When I was asked my first impressions of the city by my friends living in Monterrey, I gave a reply that almost offended their patriotic sentiments towards their city.
“It’s a city that’s trying to be big.”
The smile dropped ever so slightly from Cesar and Rafa’s face with this reply. But from my perspective, this opinion is 100% justified and not in the least offensive. I mean we all strive to be our best, right? And when a city has put in the effort, it shows.
I was probably better off saying –
It’s a city that is developing rapidly and in the process is successfully encouraging its citizens to enjoy the balance between business and family.

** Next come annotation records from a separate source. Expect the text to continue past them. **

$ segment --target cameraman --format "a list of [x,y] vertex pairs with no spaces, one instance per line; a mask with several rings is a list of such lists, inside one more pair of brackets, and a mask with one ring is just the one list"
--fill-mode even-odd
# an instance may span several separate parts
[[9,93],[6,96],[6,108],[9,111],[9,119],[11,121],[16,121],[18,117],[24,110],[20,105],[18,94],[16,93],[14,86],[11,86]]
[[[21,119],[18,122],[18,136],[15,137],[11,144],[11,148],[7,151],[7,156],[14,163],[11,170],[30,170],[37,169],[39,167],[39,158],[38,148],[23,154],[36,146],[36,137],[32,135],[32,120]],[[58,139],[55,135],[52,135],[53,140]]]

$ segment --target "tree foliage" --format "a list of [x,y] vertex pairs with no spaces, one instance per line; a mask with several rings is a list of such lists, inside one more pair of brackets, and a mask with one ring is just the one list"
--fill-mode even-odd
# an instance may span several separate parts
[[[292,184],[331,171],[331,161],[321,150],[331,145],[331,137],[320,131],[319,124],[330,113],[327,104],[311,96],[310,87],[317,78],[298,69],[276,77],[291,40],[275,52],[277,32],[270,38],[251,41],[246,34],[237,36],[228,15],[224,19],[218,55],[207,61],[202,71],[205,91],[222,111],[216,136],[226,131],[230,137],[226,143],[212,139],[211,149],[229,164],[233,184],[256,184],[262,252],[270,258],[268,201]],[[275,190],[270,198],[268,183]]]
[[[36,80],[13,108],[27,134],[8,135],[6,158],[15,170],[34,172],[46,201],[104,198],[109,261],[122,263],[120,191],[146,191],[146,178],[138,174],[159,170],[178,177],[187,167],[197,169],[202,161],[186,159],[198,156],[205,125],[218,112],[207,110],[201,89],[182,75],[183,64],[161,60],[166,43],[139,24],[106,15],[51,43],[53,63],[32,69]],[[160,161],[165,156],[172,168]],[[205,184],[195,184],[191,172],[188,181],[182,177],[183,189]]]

Which is also very much the truth.
( So to Cesar and Rafa – being big isn’t necessarily the objective, but perhaps more of an unavoidable future for a Global City 😉 )
Let’s go back six years. Driving along the busy highway, in the midst of traffic, Cesar explains the Narco history of his city and the regulations that were once in place to protect the citizens. About six years ago the government decided to drive out the threatening narco leaders. In the process many people were killed, Cesar had restricted schooling hours, witnessed individuals hanging dead from a bridge and the people lived within an unsafe ambience.
But now, that is well in the past and Monterrey has reached a favourable position.
When I arrived in Monterrey about 6:30pm, I was taken straight from the airport to Las Banderas Monumentales, proudly displaying the grand flag of Mexico (the tallest in all of the country):
From everything I’ve seen in the world, that screams patriotism the loudest.
After eating in the barrio antiguo, I then got a tour along Santa Lucía, an artificial river running 2km through Monterrey. (Apparently there’s not enough nature in this grand city.) Lights, artworks and petite restaurants line the river, creating a pleasant atmosphere to brighten up the night.
Note I used the word ‘apparently’ in the last paragraph. The rest of my weekend was spent hiking through a few of the many beautiful mountains surrounding the city. On Day 1 of the weekend I went up into the clouds in Parque Ecologico Chipinque.
The day ended with a tour from Rafa through one of the best universities I have seen in the world, the Tec de Monterrey. Maybe it was the on campus Bambi that sold me, or the many international flags holstered in honour of each of the visiting exchange students currently at the university, but I was impressed. The unique architecture of the buildings, the campus layout, an inbuilt large tv screen and the facilities it offered appeared to be of superior quality.
Day 2 of the weekend I went to visit the clear blue cascades in the park of La estanzuela. You can swim and drink the water! In fact, people thought it was so magical they used the water as a wishing well and threw in money that Pepe fortunately found as he was swimming around.
The day ended with a stroll through the grand park, Parque Fundidora. Families were out, children were playing, couples were walking hand in hand and people were hoping off their boat tour at the end of the Santa Lucía river. It was a very relaxed and happy atmosphere.
“¿Que es eso barrio allá?” I ask Cesar as we drive along the highway and I spot dull coloured buildings, cramped together and crowding around the base of one of the many mountains.
“Otro colonia.” Cesar replies. But it is a little more than just another suburb. I soon learn that this is the not-so-pretty side of a Global City. On one side of the highway sits tall buildings, business offices and government buildings with well maintained paint and a neat finish, while the other side .. well it’s quite the opposite. In fact, Cesar tells me there was talk of putting a wall around this “other suburb” to stop its image ruining the appearance of Monterrey.
With a city growing as rapidly as Monterrey it’s hard for everyone to keep up, especially in a country as diverse as Mexico – mountains on the fringe of the city, Narcos a part of its recent history, America only a few hours away and over a million people living in the one place.
But I was impressed. I spent an enjoyable weekend – I had interesting company, I learnt a lot, did some exercise, ate good Mexican food and witnessed the ongoing growth of a Beta World City.